Publicis paid out record annual bonuses in February and, in an additional move, it gave one week’s salary to about 35,000 employees who were not entitled to variable remuneration and had been "fighting by our side for the past two years”.
Sadoun described it as a “bonus for everyone” and the annual bonus pool of 400 million euros ($418 million) for the 2021 financial year was double 2019 levels.
He went on to announce the second, exceptional bonus of one week’s salary for those without variable remuneration at this year’s Q3 results in recognition of Publicis’ strong performance (organic revenues increased 10% in each of the first three quarters of 2022) and the rising cost of living.
Other Publicis staff who are eligible for bonuses will receive them at the normal time, after the annual results next February.
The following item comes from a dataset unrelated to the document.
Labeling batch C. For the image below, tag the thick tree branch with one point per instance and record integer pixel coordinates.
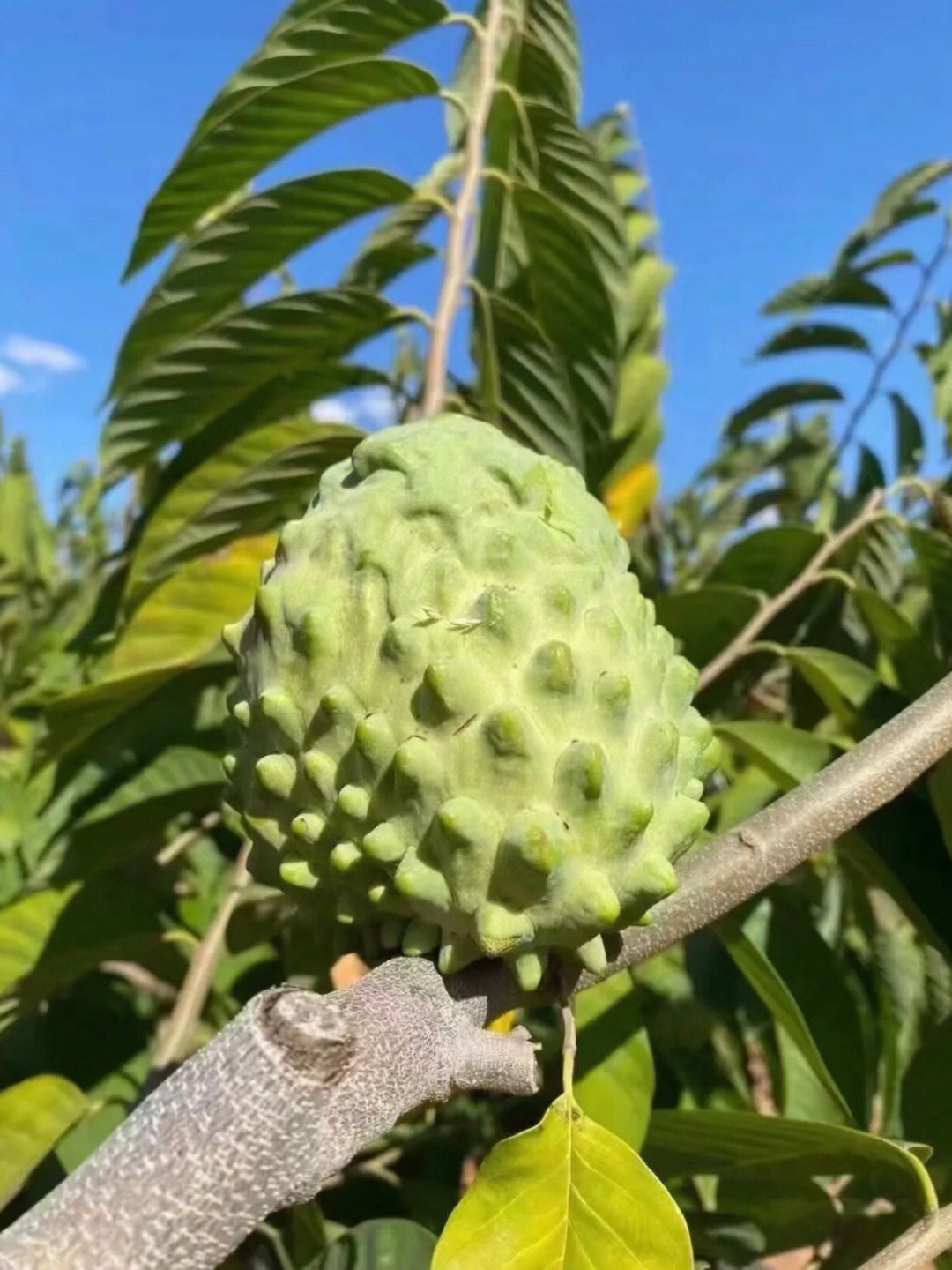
(277, 1104)
(290, 1091)
(746, 860)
None of the other “big six” agency groups has paid a special bonus in recent months.
While Publicis Groupe cut pay for 6,000 managers in 2020 during the worst of the pandemic and ended that year with more than 4,000 departures than new arrivals according to its annual financial report, it announced at the year-end in February 2021 that it would be repaying the salary sacrifice and setting aside a higher bonus pool.
Sorrell did not respond directly to Sadoun's comments when contacted by Campaign, but a source close to S4 Capital pointed out that an investment in the company has appreciated significantly more than Publicis over the last four years.
S4 Capital’s stock price has increased about 70% since 2018, when Sorrell first set it up through a reverse takeover of an existing shell company, and it has expanded through M&A. Publicis is up about 15% over the same period and has paid annual dividends—unlike S4 Capital.